Die gute Nachricht: Den Flammen hielt die Brandwand stand, das Feuer konnte nicht übergreifen. Als der Spuk vorbei war, musste
der Gebäudeteil dennoch abgerissen werden. Die Werkstatt zog in die dahinter liegende Halle um.

Kurzer Draht stärkt Vertrauen

Die zunehmende Konkurrenz aus Osteuropa macht auch dem Mittelständler aus Diemelstadt zu schaffen. „Ich stelle mich gern dem Wettbewerb. Aber die Regeln müssen für alle gelten“, fordert der Nordhesse. Seine Fahrer kommen aus der näheren und weiteren Umgebung, einige aus Paderborn und Kassel. Bei Bedarf ergänzt der Unternehmer seine Mannschaft mit Leiharbeitern aus Litauen. Bis zu zwölf Kräfte stammen aus dem Baltikum, Varlemann hält große Stücke auf sie. „Mit ihrer Arbeit bin ich sehr zufrieden“, unterstreicht er.

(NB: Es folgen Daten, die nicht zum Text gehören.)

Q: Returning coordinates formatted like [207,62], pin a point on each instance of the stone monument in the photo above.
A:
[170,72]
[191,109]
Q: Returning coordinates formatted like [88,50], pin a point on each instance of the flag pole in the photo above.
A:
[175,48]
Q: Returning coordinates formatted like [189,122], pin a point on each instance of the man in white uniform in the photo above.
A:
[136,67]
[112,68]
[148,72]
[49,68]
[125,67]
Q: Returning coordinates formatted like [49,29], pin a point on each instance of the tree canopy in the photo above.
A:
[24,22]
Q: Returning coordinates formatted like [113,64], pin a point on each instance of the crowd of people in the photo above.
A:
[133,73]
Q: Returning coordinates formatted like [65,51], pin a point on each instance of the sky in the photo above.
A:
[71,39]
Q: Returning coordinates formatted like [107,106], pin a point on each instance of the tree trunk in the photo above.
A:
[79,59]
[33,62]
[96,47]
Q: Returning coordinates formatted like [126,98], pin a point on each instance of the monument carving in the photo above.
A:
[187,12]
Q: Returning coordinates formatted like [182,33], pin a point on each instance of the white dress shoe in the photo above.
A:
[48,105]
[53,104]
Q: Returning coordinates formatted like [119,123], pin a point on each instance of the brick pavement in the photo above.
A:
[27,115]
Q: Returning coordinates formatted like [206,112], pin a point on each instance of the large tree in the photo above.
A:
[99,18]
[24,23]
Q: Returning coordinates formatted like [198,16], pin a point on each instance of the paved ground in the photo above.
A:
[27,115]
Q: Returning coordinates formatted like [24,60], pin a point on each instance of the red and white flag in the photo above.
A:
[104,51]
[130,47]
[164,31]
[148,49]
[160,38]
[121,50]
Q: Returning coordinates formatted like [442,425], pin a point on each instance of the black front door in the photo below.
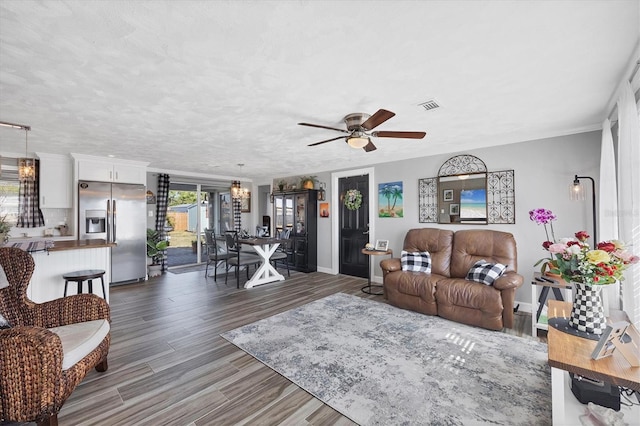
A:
[354,228]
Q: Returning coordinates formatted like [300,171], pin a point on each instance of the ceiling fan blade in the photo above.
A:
[377,119]
[406,135]
[369,147]
[324,127]
[328,140]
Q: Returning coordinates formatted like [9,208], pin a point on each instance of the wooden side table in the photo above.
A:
[568,353]
[369,287]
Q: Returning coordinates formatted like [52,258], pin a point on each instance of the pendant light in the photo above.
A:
[27,165]
[237,191]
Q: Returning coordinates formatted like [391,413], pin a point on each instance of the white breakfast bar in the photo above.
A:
[64,257]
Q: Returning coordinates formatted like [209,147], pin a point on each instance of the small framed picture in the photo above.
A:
[324,209]
[382,245]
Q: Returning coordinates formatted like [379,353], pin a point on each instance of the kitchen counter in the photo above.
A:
[80,244]
[64,257]
[34,245]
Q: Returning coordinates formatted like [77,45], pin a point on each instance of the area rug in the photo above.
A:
[380,365]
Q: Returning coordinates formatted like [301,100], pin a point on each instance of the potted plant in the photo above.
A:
[156,245]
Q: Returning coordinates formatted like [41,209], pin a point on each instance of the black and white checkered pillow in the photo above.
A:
[485,272]
[416,261]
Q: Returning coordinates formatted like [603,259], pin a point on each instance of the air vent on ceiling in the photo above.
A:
[430,104]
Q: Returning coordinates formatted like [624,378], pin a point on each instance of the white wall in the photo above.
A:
[543,169]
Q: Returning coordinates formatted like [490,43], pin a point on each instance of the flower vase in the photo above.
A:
[587,314]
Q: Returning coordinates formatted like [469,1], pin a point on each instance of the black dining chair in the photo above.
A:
[282,252]
[216,252]
[237,257]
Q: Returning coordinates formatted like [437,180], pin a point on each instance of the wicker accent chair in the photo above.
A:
[33,383]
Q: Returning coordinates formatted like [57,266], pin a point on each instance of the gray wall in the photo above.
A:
[544,170]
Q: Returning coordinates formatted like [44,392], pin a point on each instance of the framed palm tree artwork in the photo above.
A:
[390,199]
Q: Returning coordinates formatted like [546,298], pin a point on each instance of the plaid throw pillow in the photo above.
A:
[416,261]
[485,272]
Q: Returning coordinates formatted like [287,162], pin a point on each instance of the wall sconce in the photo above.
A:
[577,193]
[321,191]
[27,165]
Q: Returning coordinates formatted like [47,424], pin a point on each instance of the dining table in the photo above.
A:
[266,272]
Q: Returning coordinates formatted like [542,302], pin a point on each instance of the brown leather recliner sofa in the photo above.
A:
[445,291]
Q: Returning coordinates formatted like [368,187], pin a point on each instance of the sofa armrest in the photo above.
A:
[70,310]
[508,280]
[30,371]
[390,265]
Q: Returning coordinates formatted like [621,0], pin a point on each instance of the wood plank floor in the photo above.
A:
[169,365]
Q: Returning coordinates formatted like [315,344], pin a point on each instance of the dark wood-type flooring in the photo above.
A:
[168,364]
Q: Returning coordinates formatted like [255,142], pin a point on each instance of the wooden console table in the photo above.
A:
[568,353]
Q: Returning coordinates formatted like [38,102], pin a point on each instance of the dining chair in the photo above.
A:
[216,252]
[237,257]
[282,252]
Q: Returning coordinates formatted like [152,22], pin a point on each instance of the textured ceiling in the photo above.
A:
[201,86]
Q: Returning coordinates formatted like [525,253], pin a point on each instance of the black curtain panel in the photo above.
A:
[30,215]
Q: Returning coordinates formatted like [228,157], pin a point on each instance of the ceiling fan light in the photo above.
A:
[358,141]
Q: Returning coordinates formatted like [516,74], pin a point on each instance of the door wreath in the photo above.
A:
[353,199]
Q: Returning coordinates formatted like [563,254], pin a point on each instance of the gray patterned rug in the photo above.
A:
[380,365]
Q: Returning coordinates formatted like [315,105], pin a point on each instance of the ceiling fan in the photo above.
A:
[359,126]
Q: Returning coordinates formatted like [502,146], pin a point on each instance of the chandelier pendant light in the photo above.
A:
[237,191]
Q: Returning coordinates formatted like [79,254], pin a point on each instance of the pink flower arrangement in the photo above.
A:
[544,217]
[575,261]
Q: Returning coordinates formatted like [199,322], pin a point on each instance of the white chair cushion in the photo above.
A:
[79,339]
[4,282]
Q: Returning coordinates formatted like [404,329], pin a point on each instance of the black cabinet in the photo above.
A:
[298,212]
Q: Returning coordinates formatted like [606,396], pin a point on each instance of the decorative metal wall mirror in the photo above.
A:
[465,193]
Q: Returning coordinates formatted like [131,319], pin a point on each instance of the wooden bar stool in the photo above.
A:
[81,276]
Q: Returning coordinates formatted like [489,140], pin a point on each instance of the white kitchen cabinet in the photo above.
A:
[55,181]
[108,170]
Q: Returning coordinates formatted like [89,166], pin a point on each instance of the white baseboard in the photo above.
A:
[524,307]
[325,270]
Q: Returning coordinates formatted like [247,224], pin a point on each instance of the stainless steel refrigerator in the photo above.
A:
[116,212]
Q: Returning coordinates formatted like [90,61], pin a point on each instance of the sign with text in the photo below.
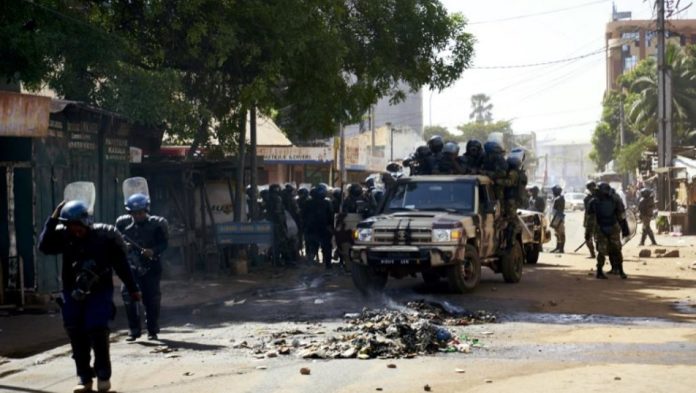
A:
[295,154]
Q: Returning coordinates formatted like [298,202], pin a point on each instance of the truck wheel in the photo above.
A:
[531,253]
[465,275]
[366,279]
[512,263]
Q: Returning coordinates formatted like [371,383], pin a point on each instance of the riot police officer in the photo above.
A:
[91,253]
[494,166]
[420,162]
[558,218]
[536,202]
[646,209]
[147,237]
[472,159]
[589,230]
[608,218]
[275,213]
[450,163]
[319,224]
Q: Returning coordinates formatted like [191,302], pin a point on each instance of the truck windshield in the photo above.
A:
[441,196]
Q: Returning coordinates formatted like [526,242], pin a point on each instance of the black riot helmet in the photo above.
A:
[514,163]
[451,148]
[556,190]
[591,186]
[474,148]
[423,151]
[604,189]
[355,190]
[436,143]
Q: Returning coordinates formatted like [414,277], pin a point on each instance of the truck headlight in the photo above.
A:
[363,234]
[446,235]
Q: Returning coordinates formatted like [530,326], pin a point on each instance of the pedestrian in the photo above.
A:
[608,218]
[587,222]
[146,236]
[646,209]
[558,218]
[537,203]
[91,253]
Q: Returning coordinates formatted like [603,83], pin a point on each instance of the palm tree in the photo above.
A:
[481,109]
[643,111]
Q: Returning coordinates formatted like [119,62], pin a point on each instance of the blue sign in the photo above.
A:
[258,232]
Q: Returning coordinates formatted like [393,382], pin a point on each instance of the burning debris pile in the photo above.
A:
[420,328]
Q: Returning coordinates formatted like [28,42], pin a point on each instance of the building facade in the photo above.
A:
[630,41]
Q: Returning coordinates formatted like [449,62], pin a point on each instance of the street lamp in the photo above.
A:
[391,141]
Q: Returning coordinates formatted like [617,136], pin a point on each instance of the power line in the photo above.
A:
[511,18]
[539,64]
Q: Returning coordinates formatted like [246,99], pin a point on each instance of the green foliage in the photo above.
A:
[603,144]
[481,109]
[629,156]
[192,65]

Viele langjährige Kräfte prägen den Fahrerstamm und zeugen vom ausgeprägten Vertrauensverhältnis, das den Umgang im Haus Varlemann kennzeichnet. Es gilt, den Teamgedanken zu stärken. Dazu gehört, dass Fehler akzeptiert werden. „Bei uns wird niemandem der Kopf abgerissen, wenn mal was nicht klappt“, betont der Chef. Bei Bedarf steht er seinen Mitarbeitern auch in privaten Angelegenheiten zur Seite. Etwa dann, wenn ein Fahrer Hilfe in einer rechtlichen Angelegenheit benötigt oder wenn es Probleme im Kontakt mit Behörden gibt. Zu den Fahrern zählt Klaus Fiedler. Eher durch Zufall kam er mit der Spedition in Verbindung. „Ursprünglich wollte ich nur zwei Tage bleiben. Mittlerweile bin ich über 29 Jahre hier“, grinst der gebürtige Erfurter. Unterwegs ist er zumeist innerhalb Deutschlands, zeitweise auch in den Benelux-Staaten.

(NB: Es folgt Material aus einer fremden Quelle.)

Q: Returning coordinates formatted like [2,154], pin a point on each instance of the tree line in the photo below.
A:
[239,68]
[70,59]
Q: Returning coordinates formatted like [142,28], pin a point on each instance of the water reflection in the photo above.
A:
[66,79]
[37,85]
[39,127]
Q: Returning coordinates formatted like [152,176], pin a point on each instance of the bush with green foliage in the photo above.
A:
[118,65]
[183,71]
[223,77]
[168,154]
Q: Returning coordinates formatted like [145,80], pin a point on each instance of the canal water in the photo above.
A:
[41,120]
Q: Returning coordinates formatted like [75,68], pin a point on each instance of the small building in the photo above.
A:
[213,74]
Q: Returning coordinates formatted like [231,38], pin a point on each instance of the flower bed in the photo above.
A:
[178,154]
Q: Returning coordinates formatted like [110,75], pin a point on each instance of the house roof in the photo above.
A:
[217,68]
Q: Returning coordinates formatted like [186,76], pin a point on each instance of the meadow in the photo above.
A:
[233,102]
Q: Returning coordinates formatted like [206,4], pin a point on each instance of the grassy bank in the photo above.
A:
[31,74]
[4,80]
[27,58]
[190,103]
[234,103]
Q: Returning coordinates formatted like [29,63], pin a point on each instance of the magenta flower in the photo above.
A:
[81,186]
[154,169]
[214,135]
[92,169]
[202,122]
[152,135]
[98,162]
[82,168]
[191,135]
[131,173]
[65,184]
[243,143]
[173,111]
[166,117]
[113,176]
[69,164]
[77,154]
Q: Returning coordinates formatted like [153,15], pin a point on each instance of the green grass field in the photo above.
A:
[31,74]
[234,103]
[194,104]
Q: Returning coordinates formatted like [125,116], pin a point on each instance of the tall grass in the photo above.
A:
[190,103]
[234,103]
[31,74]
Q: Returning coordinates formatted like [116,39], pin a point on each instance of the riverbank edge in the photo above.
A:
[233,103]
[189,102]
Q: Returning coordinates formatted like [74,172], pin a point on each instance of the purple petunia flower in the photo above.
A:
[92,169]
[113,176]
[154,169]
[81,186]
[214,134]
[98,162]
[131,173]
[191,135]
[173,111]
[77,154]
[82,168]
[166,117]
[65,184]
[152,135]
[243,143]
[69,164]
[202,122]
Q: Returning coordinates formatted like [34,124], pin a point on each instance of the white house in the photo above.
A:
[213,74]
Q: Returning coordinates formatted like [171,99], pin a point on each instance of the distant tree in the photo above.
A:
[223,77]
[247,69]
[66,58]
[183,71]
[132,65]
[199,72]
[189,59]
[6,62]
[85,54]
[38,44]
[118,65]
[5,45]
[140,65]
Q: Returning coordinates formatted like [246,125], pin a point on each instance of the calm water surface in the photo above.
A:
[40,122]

Technologie lange im Visier

Beim Blick in die Zukunft kommt Varlemann Wasserstoff in den Sinn. Die Technologie verfolgt er seit langem. Und freut sich, dass sie in letzter Zeit immer mehr in den Fokus rückt. Wenn die Entwicklung weiter vorankommt, könnte das etwas sein, „womit wir uns in Zukunft stärker beschäftigen werden.“

Mit IT zum Smart Home

Zu Uwe Varlemanns Steckenpferden zählt die Informationstechnologie. „Die gesamte EDV im Haus betreue ich selbst“, erklärt der Vielseitige. Darüber hinaus ist er handwerklich äußerst begabt. Das stellte der Diemelstädter vor drei Jahren eindrucksvoll unter Beweis, als er sein privates Haus mit viel Eigenleistung baute und den Begriff des Smart Home mit seinem persönlichen Stempel versah.

Ein M3 als Schmuckstück

Selbst der engagierteste Unternehmer braucht gelegentlich eine Auszeit. Uwe Varlemann steigt in der warmen Jahreszeit gern in seinen Pool im Garten und entspannt sich. Als Fußball-Fan begeistert er sich für den FC Bayern München. Noch ein wenig höher schlägt sein Herz allerdings, wenn er an sein automobiles Schmuckstück denkt, einen blauen BMW M3. Das Cabriolet ist mittlerweile 23 Jahre alt. Vor einigen Monaten hat Varlemann den 320-PS-Boliden komplett zerlegt und von Grund auf überholt. „Da ist heute nichts mehr an Originalteilen dran“, schmunzelt der Auto-Fan.